Chris agreed, but grew sarcastic when Greg asserted that the more serious content had to be leavened and made more understandable by clearer and simpler writing and more exciting visuals and graphics. Although she, too, wanted to inform in the most understandable way possible, she ascribed his comment to a desire to pander to the lowest
common viewer. She knew that ratings superseded good journalism on Greg's scorecard and always would.

Designing a new set from which to broadcast was invariably the initial move to cure a news program's "bad numbers," its low rating. They all agreed that the present pink-and-blue set that might have come from the lounge of a Disney cruise ship would be scrapped. Greg was determined to communicate the sense that Chris was at the central point where the world's news first arrived, that viewers would miss something if they chose another network over FBS. Viewers would always see the busy newsroom behind
her

the
busier the better. When an urgent bulletin came in, the camera would show the head writer at the end of the desk hand the bulletin to Chris. Maybe he would do it for effect, Greg joked, even when there was no bulletin.

 

A dress rehearsal of the new format had been scheduled after Ray Stock's final broadcast on Friday. With ten seconds left in the broadcast, the director cut from video back to the anchor desk for
Strock's
customary sign-off. But
Strock
added something more.

"As many of you know, after twenty-four years, this is my last newscast as anchor for FBS." His mouth curled disdainfully.
"After me, the dancing girls."

Because a dress rehearsal of the new broadcast was scheduled right afterward, Greg was watching the broadcast from behind the cameras. He stormed over to confront
Strock
. The older man was removing his lapel mike and earpiece.

"Forget it,"
Strock
declared. "I've given too much to this business and, I hope, to millions of Americans who've relied on me over the years for me to be shoved aside like dog meat in favor of the latest news starlet. That was my resignation."

He stood up and walked stiffly out the door. His office belongings, it was later discovered, had already been packed and sent home. His departure had been in the planning since the changeover was announced.

Hugo was the first to break the silence. "He kept asking me all week if I thought he could come up with significant opinion pieces. I think he was afraid he wouldn't be able to. This grand good-bye was his way out with flare."

Greg was making no attempt to in his rage. "What difference does it make why he did it? He just damaged us with millions of viewers and with a lot more when the other news programs replay the clip." Greg turned to a desk assistant. "Get our news publicity person on the phone right away and tell her we need to get out a response."

Chris was in the back of the room, shock still on her face. Greg rushed back to her.

"It wasn't your fault," he said as soon as he was beside her.

"I used to idolize Ray
Strock
. We both did, remember? He never let up on the Republicans' motives for impeaching Clinton."

"He had also gotten ponderous and self-important. He thought the news wasn't the news until he told America it was."

Chris turned on him. "How can you be so
callous!
The man was a giant, and we discarded him."

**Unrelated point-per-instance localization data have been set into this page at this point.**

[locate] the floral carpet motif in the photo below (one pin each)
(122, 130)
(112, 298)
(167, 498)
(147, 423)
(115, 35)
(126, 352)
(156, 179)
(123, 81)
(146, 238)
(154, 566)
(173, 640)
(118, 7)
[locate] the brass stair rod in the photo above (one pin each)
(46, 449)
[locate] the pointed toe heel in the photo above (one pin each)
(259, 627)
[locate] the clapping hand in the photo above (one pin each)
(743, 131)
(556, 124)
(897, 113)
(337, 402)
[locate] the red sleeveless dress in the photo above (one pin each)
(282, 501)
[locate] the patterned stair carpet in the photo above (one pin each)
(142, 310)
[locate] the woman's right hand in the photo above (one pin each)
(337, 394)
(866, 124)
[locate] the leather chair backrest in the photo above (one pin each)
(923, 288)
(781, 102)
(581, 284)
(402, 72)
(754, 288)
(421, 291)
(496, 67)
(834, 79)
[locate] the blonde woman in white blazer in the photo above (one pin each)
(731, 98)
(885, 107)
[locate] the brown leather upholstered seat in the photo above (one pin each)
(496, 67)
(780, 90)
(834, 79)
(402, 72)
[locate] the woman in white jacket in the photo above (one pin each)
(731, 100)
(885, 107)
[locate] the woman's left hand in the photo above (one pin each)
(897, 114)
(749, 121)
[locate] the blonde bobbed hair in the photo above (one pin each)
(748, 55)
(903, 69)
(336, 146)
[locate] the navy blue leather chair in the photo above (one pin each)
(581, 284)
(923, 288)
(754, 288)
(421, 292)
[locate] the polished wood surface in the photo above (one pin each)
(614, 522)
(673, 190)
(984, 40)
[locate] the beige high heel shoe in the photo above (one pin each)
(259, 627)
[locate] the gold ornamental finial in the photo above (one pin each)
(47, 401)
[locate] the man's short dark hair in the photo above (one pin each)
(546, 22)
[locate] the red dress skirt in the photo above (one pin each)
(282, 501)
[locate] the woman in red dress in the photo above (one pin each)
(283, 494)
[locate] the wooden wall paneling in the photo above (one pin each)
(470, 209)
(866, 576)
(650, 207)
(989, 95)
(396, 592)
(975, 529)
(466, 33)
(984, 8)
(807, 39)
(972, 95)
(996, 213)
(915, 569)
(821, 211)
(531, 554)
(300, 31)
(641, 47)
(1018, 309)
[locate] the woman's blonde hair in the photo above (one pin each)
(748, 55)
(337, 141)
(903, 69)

Greg shook his head. "I offered him an honored elder statesman's role. His editorials would have given him a lot more influence than most senators—ask your husband—but he couldn't bear to give up center stage. He thought it was his by divine right."

"And somehow it's mine?"

Greg remembered the Chris of ten years before who could so easily be stirred to righteous anger. He needed now to incite that in her.

"Ray
Strock
wasn't just saying those things about
you.
He attacked
every
woman in broadcasting, every woman in our audience. If you doubt yourself now, then I’ve made a massive mistake about you."